Both the TOML parser and Markdown renderer depend on a gem called parslet to the heavy lifting in parsing. Parslet in turn maintains an internal cache as it goes about tokenizing the file. That cache is shared state – banned in Ractors – and the job raises the moment the cache accessed. Other libraries were similar. Redcarpet is a C-based Markdown renderer I tried as an alternative. It failed as well, but for a different reason – its C calls weren’t blessed for Ractor-safety.
I was able to get Ractors to succeed at operations available from the standard library like parsing JSON or YAML, but nothing I tried from a third party gem worked. In time, the ecosystem will update itself to be more Ractor-friendly, but it’ll be some time before they’re practical for most uses.
Kir imagines that Ractors will ease themselves into the ecosystem by coming in from the “bottom” of programs rather than the “top”:
The “top” of a program wraps the lion’s share of its code and functionality. Think like Puma or Unicorn where a thread or process wraps the entirety of the executing stack including HTTP endpoints, database operations, internal commands, and utilities. In a bright future, those threads and processes we use today could be Ractors instead, sharing more resources while benefiting from real parallelism.

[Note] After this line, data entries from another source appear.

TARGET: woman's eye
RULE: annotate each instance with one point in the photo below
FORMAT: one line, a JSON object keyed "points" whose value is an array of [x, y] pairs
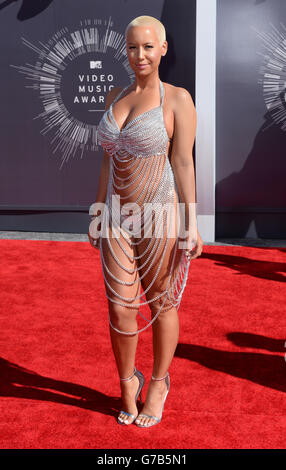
{"points": [[132, 47]]}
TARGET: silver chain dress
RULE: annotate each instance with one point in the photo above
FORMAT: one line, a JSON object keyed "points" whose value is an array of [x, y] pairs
{"points": [[141, 260]]}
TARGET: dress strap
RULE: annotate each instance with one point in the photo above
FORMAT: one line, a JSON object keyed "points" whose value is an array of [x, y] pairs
{"points": [[119, 94], [162, 90]]}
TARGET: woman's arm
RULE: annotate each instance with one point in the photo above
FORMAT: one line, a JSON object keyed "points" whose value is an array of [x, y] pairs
{"points": [[95, 210], [185, 123]]}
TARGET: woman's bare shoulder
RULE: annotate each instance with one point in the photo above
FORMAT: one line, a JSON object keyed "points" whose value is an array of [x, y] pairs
{"points": [[111, 95], [179, 96]]}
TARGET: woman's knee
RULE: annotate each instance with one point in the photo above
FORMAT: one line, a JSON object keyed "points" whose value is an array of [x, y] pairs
{"points": [[120, 316]]}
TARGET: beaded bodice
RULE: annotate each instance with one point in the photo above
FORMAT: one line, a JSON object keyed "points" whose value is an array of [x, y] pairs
{"points": [[142, 136]]}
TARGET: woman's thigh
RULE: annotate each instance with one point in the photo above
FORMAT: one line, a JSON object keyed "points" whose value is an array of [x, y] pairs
{"points": [[159, 265], [121, 278]]}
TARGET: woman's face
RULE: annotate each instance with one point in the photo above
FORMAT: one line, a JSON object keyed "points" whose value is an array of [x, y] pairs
{"points": [[143, 49]]}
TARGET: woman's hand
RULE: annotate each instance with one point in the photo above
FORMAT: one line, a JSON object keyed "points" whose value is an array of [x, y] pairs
{"points": [[93, 241], [196, 250]]}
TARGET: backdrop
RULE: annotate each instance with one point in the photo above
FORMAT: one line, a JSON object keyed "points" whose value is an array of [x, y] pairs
{"points": [[251, 119]]}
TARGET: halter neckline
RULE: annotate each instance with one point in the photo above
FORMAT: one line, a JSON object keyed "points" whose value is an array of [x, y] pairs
{"points": [[139, 115]]}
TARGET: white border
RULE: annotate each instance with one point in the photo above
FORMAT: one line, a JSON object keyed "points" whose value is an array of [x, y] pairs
{"points": [[206, 110]]}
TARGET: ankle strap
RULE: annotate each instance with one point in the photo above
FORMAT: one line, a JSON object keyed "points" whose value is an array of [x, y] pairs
{"points": [[161, 378], [129, 378]]}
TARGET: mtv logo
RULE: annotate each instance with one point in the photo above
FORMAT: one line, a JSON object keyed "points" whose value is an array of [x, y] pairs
{"points": [[95, 64]]}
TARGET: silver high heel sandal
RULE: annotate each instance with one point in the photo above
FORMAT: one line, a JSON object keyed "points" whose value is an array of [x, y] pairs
{"points": [[167, 380], [141, 379]]}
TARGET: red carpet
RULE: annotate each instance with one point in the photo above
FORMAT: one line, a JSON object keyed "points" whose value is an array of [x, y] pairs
{"points": [[58, 382]]}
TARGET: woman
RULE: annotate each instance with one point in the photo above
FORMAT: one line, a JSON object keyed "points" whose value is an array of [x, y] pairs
{"points": [[147, 160]]}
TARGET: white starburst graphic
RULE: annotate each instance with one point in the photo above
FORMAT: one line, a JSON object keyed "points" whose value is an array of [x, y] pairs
{"points": [[73, 72], [273, 73]]}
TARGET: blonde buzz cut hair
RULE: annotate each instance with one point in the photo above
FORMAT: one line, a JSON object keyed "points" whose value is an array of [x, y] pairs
{"points": [[148, 21]]}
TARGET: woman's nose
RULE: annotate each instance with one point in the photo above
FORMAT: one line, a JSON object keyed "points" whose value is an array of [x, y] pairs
{"points": [[140, 53]]}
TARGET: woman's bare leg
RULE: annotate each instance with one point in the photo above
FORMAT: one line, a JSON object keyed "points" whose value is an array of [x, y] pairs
{"points": [[124, 319], [165, 340], [124, 350]]}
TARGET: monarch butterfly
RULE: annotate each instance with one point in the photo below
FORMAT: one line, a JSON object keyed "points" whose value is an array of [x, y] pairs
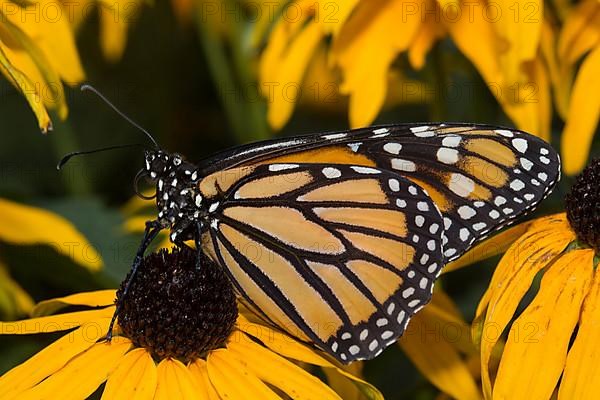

The “bottom” of a program is at it edges where relatively little of its stack needs to be wrapped. Developers could offload workloads conducive to parallel work, but which don’t yet depend on too much existing code or gems to work in Ractors.
In this vision, Ractors would be introduced near the bottom and work their way up as a greater part of the stack becomes Ractor-friendly over time.
It’s an open question as to how successful that’ll be. Even much more popular languages like Python took many, many years to overhaul their ecosystems on major changes like transition from Python 2 to 3, or from synchronous code to asyncio. Ruby’s waited so long to introduce much-needed features like types and parallelism that it may be too little too late – the language has lost much of the momentum it once had, and it’s reasonably likely that fewer gems are “proactively” maintained, with authors willing to sink considerable time and energy into full retrofits for Ractor compatibility. Time will tell.
Today’s photos are from a hike on Sulphur Mountain near Banff in Alberta. As we were walking up, we stumbled across what might be the world’s tiniest mystery, finding an ancient plaque embedded in one of the area’s old trees, completely illegible.
It was a few feet off the trail on the other side of a snow drift, so we couldn’t get close. We took some photos and poured over them later, puzzling them out from the zoomed in perspective of a computer screen. We were just starting to accept that the plate might be completely unintelligible, but then, a breakthrough. The word “Spruce” resolved itself on the tag’s upper right. Combine that with the visible letters “Eng” in a few places, along with a known list of spruce trees, and we got to “Engelmann Spruce”. The plaque names the tree it’s attached to, a high altitude spruce mainly found in the tight cluster of BC, Alberta, Montana, and Idaho, and with a smattering of growth elsewhere in the US, including northern California. The line below is its botanical name and that of the botanist who published it, “Picea Engelmannii Engelm” (more on that).
The plaque looks so far out of antiquity that it might’ve been placed by Norman Sanson, famous for hiking this trail tirelessly for 30 years to take weather measurements at the top of Sulphur in the early 1900s. We made up this story, but we hope its true.
I learned how to identify an Engelmann Spruce, and that low stakes detective projects are good for the soul, even the smallest amongst them.
Until next time.